The [….] stipulates that:
"During […] after the Closing, […]."
Furthermore, in the […] Agreement, clauses [….] read:
“Each Party (i.e. Gilde, Norit and Norit's Board members) agrees that it shall not without the prior written approval of the other Parties:
(a) […];
(b) […].”
12.The notifying Party claims that in particular during the start up of the concentration, it is important that Gilde’s commitment especially is ensured. Therefore, clause […] has a duration of […]. The […] Agreement remains valid for an indefinite period of time, and clauses […] therefore also. The parties remain free to act as long as the other party has given prior written approval to this.
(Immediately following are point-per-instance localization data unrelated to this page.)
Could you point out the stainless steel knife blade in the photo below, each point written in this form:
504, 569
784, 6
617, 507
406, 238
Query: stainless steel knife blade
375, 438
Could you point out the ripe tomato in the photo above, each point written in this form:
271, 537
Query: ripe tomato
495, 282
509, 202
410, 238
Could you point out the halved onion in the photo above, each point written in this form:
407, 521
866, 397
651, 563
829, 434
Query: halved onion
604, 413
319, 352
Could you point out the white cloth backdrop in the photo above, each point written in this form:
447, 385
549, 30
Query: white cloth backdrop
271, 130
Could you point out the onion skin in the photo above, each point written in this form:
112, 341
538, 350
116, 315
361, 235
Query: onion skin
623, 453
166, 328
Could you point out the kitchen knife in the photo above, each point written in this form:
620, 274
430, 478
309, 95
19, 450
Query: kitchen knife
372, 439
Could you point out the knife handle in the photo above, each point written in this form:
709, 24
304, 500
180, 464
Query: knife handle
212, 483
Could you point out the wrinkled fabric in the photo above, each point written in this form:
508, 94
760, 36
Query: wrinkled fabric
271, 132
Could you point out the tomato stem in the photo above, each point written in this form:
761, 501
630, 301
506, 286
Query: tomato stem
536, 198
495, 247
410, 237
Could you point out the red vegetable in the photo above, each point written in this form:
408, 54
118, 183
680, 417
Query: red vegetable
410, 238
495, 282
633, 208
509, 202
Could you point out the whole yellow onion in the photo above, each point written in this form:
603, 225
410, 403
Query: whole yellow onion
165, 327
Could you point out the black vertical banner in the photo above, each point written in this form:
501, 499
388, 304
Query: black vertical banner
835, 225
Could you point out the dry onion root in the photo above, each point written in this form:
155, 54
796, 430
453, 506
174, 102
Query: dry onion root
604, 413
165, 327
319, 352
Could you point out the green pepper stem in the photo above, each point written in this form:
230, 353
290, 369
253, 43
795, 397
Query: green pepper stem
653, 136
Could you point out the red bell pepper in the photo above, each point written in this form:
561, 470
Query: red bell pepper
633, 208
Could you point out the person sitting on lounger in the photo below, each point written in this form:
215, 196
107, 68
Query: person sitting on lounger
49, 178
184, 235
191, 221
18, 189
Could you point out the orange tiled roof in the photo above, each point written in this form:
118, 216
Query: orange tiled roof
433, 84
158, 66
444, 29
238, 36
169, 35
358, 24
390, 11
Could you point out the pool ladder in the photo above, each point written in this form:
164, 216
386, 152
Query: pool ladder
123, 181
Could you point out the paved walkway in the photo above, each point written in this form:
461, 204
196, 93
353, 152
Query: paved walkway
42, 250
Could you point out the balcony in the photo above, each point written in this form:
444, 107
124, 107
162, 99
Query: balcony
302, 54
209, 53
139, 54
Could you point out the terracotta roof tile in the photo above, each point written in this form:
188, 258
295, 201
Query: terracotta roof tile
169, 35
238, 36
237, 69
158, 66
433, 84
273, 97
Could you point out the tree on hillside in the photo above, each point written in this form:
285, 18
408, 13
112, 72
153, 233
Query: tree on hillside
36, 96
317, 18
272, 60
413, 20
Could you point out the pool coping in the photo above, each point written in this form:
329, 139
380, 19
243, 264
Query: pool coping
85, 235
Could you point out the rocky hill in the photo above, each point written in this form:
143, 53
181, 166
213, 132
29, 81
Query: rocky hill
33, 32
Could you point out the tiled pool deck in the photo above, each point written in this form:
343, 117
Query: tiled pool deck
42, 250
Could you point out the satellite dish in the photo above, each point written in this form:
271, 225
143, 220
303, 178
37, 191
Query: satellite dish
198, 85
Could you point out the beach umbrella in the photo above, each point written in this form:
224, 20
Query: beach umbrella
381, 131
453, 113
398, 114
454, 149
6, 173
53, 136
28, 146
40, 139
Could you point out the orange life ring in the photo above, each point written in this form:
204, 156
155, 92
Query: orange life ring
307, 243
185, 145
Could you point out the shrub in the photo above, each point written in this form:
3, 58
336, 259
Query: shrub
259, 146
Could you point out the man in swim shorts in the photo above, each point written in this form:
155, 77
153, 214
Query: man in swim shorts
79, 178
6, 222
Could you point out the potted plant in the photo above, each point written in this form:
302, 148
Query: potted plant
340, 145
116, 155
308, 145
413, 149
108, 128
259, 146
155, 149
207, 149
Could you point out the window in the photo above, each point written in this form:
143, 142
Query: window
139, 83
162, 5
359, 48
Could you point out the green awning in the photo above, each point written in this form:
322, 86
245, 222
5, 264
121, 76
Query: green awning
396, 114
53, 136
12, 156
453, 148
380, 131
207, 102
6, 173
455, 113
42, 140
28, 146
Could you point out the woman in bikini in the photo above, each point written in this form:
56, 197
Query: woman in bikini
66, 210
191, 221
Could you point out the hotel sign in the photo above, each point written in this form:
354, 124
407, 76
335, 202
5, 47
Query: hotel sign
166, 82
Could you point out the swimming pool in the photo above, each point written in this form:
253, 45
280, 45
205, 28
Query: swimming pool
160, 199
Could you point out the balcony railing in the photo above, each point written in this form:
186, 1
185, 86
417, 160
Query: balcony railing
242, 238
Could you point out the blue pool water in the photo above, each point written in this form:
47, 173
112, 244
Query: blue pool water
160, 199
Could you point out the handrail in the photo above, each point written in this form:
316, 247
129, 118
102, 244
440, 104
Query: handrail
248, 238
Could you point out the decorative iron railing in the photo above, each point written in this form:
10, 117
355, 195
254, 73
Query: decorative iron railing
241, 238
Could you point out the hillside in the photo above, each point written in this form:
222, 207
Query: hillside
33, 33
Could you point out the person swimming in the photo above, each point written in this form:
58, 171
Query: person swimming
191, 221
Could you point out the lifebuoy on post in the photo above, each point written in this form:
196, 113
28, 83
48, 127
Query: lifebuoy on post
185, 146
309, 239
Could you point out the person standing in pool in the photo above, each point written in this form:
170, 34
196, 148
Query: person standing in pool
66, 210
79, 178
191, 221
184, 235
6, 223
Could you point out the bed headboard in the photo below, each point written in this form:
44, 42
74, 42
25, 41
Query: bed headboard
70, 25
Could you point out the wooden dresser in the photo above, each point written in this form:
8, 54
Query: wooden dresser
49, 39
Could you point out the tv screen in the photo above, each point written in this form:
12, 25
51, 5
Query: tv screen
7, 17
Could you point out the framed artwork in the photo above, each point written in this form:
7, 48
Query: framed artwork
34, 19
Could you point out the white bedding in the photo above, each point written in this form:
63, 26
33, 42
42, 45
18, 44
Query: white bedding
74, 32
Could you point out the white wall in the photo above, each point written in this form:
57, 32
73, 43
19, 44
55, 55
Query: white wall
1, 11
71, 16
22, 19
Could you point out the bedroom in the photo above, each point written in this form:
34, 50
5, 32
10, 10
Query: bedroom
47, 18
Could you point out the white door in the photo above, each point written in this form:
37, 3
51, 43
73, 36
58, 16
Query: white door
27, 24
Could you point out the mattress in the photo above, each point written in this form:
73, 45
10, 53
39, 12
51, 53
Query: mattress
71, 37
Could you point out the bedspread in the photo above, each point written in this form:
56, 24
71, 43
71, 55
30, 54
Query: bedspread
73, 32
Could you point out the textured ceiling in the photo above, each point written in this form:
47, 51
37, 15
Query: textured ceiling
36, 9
13.Within the meaning of the Merger Regulation, the above clauses cannot be considered to be restrictions directly related to and necessary to the implementation of the concentration and thus ancillary in nature. Therefore these clauses are not covered by the present Decision.
14.For the above reasons, the Commission has decided not to oppose the notified operation and to declare it compatible with the common market and with the functioning of the EEA Agreement. This decision is adopted in application of Article 6 (1) (b) of Council Regulation (EEC) No. 4064/89.